US stocks are set to open higher with S&P 500 futures up 0.5% and Nasdaq futures up 1.0%. Both will be fresh 52-week highs.
Stock markets are cheering a benign inflation report and a high likelihood (95% implied) that the Fed will leave rates unchanged tomorrow.
Here's what Bank of America's fund manager survey reveals.
Bottom line: pain trade for risk assets still up; true FMS cash levels lowest (5.1%) since Jan 22 but investors cut commodities to 3-year lows, still UW stocks, exclusively long IG bonds (8-year high) & tech as start of "soft" recession/Fed cuts punted to Q4/Q1 and inflation expectations sink to 28-year low; BofA Bull & Bear Indicator up to 3.7.

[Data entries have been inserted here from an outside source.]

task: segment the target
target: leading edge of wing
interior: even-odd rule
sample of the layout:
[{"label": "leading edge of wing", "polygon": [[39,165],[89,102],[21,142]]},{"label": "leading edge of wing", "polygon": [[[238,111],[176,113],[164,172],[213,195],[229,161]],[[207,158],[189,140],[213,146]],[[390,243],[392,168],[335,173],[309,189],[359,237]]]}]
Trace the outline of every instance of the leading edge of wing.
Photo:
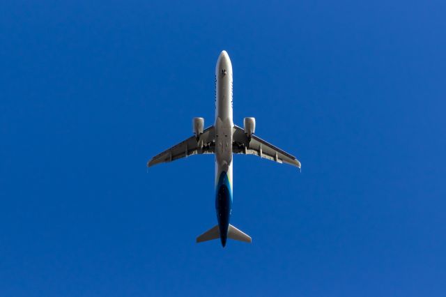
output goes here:
[{"label": "leading edge of wing", "polygon": [[[245,145],[247,144],[247,146],[249,146],[249,141],[248,137],[246,135],[246,134],[245,134],[245,130],[242,128],[240,128],[240,127],[239,127],[239,126],[238,126],[236,125],[234,125],[234,128],[236,130],[239,130],[239,137],[243,135],[243,137],[244,137],[244,138],[246,137],[246,138],[245,138],[243,139],[244,141],[243,141],[242,142],[243,142]],[[252,139],[254,139],[254,140],[258,142],[259,144],[261,144],[264,145],[265,146],[268,147],[270,149],[272,149],[272,150],[273,150],[273,151],[275,151],[283,155],[286,158],[286,159],[287,159],[287,160],[285,160],[285,158],[284,158],[284,159],[282,159],[282,161],[284,161],[284,162],[288,163],[288,164],[289,164],[291,165],[295,166],[295,167],[297,167],[298,168],[299,168],[300,169],[300,168],[301,168],[300,162],[295,156],[293,156],[293,155],[291,155],[291,154],[290,154],[289,153],[286,153],[284,150],[282,150],[281,148],[279,148],[278,147],[275,146],[275,145],[266,142],[266,140],[262,139],[261,138],[260,138],[260,137],[257,137],[257,136],[256,136],[254,135],[253,135],[251,137],[251,138],[252,138]],[[259,153],[259,152],[257,151],[258,150],[256,150],[255,148],[251,147],[250,146],[248,146],[247,148],[248,150],[251,149],[252,151],[254,151],[256,152],[256,155],[261,155],[261,153]],[[263,154],[266,155],[265,152],[263,152]],[[263,157],[263,158],[265,158],[265,157]],[[274,155],[271,155],[271,156],[270,156],[269,158],[271,158],[271,160],[274,160],[275,159],[275,156]],[[276,162],[277,162],[277,160],[276,160]]]}]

Al: Impact of Al adoption next 2 years - bullish...40% say higher profits, 2% say more jobs, 14% higher profits & Jobs, 29% say Al won't increase profits or jobs.
Macro: growth expectations (net -62%) v low, China flip-flops back to pessimism but just 2% think inflation up next 12 months...consensus = "soft" landing (64%) not "hard" (26%) or "no" (3%); note Fed not done hiking say 59% (61% said opposite in May).
AA: allocators cut cash (19-month low), but also stocks (to 5 month low) despite FOMO bull price action, cut commodities (37-month low), raise real estate & alternatives.
Stocks: most crowded trade-long Big Tech (55%), then short China; Investors now long Japan (19-month high), reduce UW in US (6-month high), stay long tech, rotate to health care, banks, value>growth, and cut exposure to energy & staples.